Nous nous apprêtons à
célébrer la solennité du Corps et du
Sang eucharistiques du Seigneur, nous célébrons notre fête patronale. La Fête-Dieu, ou Corpus Domini, est une grande fête pour toute l’Eglise et nous
allons nous mettre à la suite du Seigneur si nous processionnons.
Par
le Baptême, nous avons reçu la filiation divine et la sainteté de la
Trinité Sainte.
Par
la Confirmation, l’Esprit Saint vient nous enrichir de ses 7
dons sacrés pour faire de nous des testes
et miles Christi, des témoins et des soldats du Christ pour conquérir le
monde, non pas force, mais par la douceur et la vérité de notre Seigneur,
enseignées par les saints Evangiles.
Par
les dons sacrés du Corps et du Sang du Christ dans le Saint Sacrement, le
Christ vient habiter en nous pour nous changer en Lui.
Mettons-nous à l’écoute
du vénérable Henri Marie Boudon.
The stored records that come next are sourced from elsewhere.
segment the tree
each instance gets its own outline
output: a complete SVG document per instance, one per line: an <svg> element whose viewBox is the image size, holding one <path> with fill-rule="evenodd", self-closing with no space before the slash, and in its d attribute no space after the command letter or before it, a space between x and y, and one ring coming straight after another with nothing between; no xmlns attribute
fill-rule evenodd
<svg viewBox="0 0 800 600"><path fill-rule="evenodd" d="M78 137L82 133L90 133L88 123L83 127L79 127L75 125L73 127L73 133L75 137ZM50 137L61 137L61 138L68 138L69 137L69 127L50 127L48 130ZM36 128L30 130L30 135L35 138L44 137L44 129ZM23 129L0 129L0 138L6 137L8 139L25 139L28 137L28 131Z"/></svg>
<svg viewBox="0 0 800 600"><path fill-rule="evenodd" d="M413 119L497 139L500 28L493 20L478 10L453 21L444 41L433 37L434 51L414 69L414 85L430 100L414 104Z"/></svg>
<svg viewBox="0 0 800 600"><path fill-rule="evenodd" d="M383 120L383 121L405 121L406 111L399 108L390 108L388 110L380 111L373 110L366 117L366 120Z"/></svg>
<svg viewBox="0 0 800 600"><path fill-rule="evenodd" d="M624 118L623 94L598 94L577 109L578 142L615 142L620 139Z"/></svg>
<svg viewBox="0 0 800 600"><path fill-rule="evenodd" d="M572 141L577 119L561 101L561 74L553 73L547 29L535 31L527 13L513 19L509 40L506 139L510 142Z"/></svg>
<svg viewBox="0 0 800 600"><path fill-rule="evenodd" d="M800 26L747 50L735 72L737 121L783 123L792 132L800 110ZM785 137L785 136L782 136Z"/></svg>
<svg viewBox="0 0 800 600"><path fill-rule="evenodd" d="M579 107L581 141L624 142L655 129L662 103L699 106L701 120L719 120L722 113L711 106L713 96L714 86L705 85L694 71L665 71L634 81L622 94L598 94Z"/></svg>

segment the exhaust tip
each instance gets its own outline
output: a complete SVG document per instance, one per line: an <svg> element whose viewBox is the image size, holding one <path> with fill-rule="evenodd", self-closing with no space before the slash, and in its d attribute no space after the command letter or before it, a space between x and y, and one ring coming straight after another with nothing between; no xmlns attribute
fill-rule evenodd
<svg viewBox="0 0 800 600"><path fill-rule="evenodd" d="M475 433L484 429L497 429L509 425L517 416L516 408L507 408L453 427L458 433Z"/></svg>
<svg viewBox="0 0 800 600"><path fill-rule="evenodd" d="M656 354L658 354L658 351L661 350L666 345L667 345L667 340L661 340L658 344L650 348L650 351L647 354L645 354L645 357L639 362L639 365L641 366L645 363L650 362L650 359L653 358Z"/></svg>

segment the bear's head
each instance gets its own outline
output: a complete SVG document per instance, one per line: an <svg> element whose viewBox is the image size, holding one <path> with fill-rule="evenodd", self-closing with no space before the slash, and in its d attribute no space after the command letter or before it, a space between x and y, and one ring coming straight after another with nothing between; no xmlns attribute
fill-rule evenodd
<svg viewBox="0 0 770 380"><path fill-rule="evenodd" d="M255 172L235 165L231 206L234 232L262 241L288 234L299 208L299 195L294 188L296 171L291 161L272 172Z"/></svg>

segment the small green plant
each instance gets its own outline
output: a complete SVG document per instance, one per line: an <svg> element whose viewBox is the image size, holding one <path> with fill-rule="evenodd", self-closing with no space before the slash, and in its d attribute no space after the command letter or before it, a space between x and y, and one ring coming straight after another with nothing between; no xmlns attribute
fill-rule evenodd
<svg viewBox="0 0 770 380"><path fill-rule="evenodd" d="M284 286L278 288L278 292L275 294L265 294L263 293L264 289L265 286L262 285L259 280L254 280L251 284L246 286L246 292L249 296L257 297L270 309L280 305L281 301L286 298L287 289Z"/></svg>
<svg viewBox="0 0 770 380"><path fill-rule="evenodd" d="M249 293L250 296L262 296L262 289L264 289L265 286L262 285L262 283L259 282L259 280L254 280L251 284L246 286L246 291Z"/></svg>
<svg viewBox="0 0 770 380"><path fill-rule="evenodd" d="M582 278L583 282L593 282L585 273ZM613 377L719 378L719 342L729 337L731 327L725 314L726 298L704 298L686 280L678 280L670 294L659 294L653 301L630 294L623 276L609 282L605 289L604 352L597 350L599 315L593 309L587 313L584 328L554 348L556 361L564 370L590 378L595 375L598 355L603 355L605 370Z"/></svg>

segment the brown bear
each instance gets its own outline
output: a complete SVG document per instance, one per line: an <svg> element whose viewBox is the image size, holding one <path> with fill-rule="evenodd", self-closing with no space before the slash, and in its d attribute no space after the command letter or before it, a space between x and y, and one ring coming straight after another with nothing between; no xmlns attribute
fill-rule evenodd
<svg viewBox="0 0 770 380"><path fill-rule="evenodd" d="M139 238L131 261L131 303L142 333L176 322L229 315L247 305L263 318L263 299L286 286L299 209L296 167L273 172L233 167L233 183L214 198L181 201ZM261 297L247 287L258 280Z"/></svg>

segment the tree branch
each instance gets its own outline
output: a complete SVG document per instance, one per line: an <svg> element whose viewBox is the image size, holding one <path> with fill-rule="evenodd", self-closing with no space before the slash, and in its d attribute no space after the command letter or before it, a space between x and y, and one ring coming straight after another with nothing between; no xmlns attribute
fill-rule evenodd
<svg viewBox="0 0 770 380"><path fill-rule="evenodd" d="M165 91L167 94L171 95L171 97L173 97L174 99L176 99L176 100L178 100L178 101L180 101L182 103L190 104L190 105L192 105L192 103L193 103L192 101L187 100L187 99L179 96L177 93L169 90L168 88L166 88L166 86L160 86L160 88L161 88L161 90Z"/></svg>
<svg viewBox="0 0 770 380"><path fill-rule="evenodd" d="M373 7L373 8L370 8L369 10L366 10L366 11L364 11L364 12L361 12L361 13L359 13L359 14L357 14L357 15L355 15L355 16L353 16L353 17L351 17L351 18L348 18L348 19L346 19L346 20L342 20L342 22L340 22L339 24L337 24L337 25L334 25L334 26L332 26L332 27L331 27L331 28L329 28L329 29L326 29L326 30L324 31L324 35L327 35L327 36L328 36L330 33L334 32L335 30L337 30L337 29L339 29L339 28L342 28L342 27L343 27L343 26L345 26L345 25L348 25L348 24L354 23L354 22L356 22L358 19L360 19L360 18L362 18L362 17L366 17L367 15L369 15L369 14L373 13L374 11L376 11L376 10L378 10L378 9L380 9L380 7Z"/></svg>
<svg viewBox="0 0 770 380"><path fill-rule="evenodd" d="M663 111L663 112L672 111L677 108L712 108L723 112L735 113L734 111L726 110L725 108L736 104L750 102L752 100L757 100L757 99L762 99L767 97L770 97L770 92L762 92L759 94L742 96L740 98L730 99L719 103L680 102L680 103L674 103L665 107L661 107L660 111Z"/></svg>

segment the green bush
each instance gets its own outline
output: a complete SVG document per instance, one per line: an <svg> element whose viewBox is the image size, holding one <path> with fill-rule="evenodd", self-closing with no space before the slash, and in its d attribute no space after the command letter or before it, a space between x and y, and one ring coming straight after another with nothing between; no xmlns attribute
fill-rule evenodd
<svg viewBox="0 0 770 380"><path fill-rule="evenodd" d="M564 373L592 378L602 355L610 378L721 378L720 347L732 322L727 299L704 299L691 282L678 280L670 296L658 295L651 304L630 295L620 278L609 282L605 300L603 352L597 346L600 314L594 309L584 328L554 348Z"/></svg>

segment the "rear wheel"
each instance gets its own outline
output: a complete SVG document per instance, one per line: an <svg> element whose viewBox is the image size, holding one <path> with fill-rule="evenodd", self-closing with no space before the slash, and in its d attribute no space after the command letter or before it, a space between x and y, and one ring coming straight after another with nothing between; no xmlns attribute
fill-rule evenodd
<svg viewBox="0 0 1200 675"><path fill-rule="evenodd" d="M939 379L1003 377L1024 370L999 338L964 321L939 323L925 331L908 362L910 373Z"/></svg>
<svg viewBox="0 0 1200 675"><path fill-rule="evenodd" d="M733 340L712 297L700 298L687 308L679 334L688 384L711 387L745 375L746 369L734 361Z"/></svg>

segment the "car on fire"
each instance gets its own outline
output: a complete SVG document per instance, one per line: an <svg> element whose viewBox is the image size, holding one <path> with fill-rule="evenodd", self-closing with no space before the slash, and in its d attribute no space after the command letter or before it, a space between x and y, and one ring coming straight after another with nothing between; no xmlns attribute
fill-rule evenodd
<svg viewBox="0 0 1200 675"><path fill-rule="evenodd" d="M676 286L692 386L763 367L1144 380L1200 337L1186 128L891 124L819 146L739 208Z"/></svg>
Nous sommes parfois coupables de grandes négligences vis-à-vis de la bonté du Seigneur
qui vient à nous dans la divine
Eucharistie.
« L’Amour de Jésus-Christ au Très Saint Sacrement de
l’Autel », par M. l’abbé Henri Marie Boudon, 12e
motif, Jésus souffre tout au Très Saint-Sacrement
Icône du Christ - Eucharistique. Les inscriptions en grec en haut de l'icône signifient "Le Pain de la Vie". |
Caritas omnia suffert (I Cor.
13 : « La Charité endure tout »).
Allons,
mon âme, nous perdant de plus en plus dans l'abîme des amours immenses de notre
Dieu. Aimables Séraphins, servez-nous de
guides favorables à la clarté de ces feux sacrés qui vous consument si
saintement. Esprits très-aimants, soutenez-nous dans des voies amoureuses, par
l'ardeur des divines flammes qui vous brûlent si délicieusement. Ouvrez nos
yeux pour contempler ce spectacle si étonnant, et dont les mondains sont si peu étonnés. Purifiez nos cœurs, afin de les rendre susceptibles des impressions les plus
vives de l'amour qui y éclate si miraculeusement.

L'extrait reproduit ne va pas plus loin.